Univariate and multivariate analysis with the OS, DSS, LRRFS and DMFS in the poor-prognosis group showed that ACE-27, age and smoking were significant OS predictors (Table 3). The analysis based on ACE-27 scores and age showed that the CRT group had a lower OS than the RT alone group with an ACE-27 score > 1 (58.5% vs. 62.2%) (Fig. 3) or those aged > 70 years old (64.8% vs. 67.1%) (Fig. 4). However, this result should be considered with caution, since an ACE-27 score of > 1 and the > 70 years old subgroups already had worse physiological function and lower compensative capacity. When treated with chemotherapy, the benefits might be offset by substantial effects on normal functioning with a number adverse effects [9, 10, 45]. Patients with head and neck cancer can have significant comorbidities owing to the high incidence of smoking. Patients’ baseline physical health and functioning should also be assessed when considering chemotherapy, and the related risks and benefits carefully analyzed [46].

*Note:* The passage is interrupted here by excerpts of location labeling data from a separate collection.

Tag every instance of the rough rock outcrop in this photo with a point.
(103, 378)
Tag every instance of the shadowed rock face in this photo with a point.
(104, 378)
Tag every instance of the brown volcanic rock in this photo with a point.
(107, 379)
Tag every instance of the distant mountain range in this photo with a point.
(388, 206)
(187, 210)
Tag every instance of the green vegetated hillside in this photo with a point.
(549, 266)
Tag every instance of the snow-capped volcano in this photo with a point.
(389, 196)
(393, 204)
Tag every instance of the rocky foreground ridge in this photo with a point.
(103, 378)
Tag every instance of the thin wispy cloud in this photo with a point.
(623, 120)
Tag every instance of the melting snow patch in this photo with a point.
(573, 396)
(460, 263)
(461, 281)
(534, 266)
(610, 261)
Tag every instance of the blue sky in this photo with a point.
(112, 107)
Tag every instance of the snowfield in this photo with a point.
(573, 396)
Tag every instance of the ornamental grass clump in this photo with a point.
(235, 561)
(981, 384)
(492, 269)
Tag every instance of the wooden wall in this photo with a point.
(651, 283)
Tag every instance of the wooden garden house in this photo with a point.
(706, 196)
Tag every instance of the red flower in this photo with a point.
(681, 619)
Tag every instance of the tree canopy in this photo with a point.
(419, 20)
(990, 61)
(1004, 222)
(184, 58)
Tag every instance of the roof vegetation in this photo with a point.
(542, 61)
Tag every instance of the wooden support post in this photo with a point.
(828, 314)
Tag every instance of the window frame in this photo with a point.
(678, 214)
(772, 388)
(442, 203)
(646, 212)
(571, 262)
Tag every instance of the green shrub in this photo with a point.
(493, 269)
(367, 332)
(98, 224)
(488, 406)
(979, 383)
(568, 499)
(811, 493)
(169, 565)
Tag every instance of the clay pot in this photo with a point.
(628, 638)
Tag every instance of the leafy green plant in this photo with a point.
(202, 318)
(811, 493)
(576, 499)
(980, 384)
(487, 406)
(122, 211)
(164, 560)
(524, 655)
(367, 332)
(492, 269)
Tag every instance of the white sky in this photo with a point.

The main strength of this study is the large-scale data from our hospital’s medical records, the actual treatment regimens and patient’s real health status. In order to be of more clinical utility, all patients in this study were restaged according the latest 8th AJCC/UICC staging system. Nevertheless, this study has several limitations. Firstly, limited by the nature of a retrospective study, there was inevitable heterogeneity in patients’ chemotherapy regimens and dosages. Secondly, as other hospitals did not provide enough patient information, external validation was not performed. Finally, the sensitivity of PCR-based EBV DNA detection is 53 to 96% accurate [47], thus the present heterogeneity is an important issue. Therefore, a large prospective multicenter clinical trial is necessary to validate our results. Nonetheless, this study provides essential information to clinicians which may inform better decision making and enable improvements in patient outcomes.

Conclusion

Our RPA combined plasma EBV DNA and T stage, and classified elderly NPC patients into two groups with appropriate recommendations for individual therapies in real-world practice as follows: (1) plasma EBV DNA titer ≤ 4000 copies/mL & T1–2 stage: RT alone, (2) plasma EBV DNA titer ≤ 4000 copies/mL & T3–4 stage and plasma EBV DNA titer > 4000 copies/mL & any T: CRT. Patients aged > 70 years old with an ACE-27 score of > 1 should choose chemotherapy carefully. IC + CCRT and CCRT were effective forms of chemotherapy. Further validation in a larger population is still required for more specific treatment recommendations.